Silken shifted her eyes between him and Astral before laughing. “You know, if you really wanted to impress him I don’t think that’s the way to do it,” she said.
“It's not THAT,” Astral shouted back. “I had to lose my tail!”
They all looked between each other around Astral, various forms of confusion on each of their faces.
“Well uh, mission failed,” Anon snarked, “it’s still on your butt.”
“No that kind of tail!” she slurred back, “somepony was following me!”
That seemed... highly unlikely to Pike. But drunk or not, Astral probably wouldn’t imagine something like that.
Night ended up being the one to ask first. ”Why would somepony be following you?”
The sound of knocking on the door brought everything to a sudden halt.

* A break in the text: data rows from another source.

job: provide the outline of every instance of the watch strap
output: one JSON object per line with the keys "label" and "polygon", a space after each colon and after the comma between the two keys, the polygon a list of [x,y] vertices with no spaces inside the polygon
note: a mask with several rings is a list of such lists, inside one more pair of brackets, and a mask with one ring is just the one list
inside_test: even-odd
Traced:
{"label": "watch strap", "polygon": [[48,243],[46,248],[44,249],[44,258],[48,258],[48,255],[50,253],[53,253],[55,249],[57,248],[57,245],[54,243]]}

Pike and everypony else held their breath as their heads all slowly turned toward the door.
*Knock*
*Knock*
Anonymous the unicorn just didn’t know what went wrong.
He and Cut were busy cowering behind the kitchen table. Well, cowering symbolically, at least.
The mystery of Astral’s tail would, sadly, in all likelihood never be solved. Because to figure out who it was, he would’ve had to ask every one of the dozen or so ponies who had been standing outside that door. And were now milling about the house, drinking and laughing.
It went from a casual get-together to a real party so fast he was hardly able to react. Thankfully, he was pretty sure none of these ponies were total strangers. Pike recognized more than half of them from her squad, and named most of them as they walked in. Some of them Anon recognized, like Blueblood’s fillyfriend Rook and Cut’s sister Cloak. Others, he didn’t, like Mulberry Pie. Astral even called out to one of them too — some pegasus he believed was from the Dayguard.
‘Wait, are those some mares from the office by the window?’
‘What the fuck!?’
‘How did any of these ponies get here? Did they all just stalk Astral?’
‘No, that doesn’t make sense...’
Of course, poor, socially anxious Cut was handling all this the best she could. She was putting on a brave face, but Anon could tell on the inside she was freaking out.
Hence why she was back here with him.
Thankfully, whoever told these weirdos to come also told them it was BYOB, so now his kitchen table had more booze on it than he’d ever need. Knowing Cut, and knowing parties, Anon reached out a hand and plucked a bottle off the table.
He was betting she was a cider mare.
Using a telekinetic thumb, he flipped the cap right off as he gently glided it over to her.
‘Ha! Couldn’t have done that if they were still meat hands.’
Catching sight of the drink, she looked at him, wide-eyed like a puppy.
“Don’t think about it too hard,” Anon said, pressing the cider into her chest. “Just go with the flow and let the conversations take you.”
She wordlessly nodded her head before grabbing the cider with a hoof and taking a shaky swig. Anon wished he could do that himself, but as the host, it was his job to stay (mostly) sober and make sure everyone had a good time.
And make sure these fucks don’t steal anything.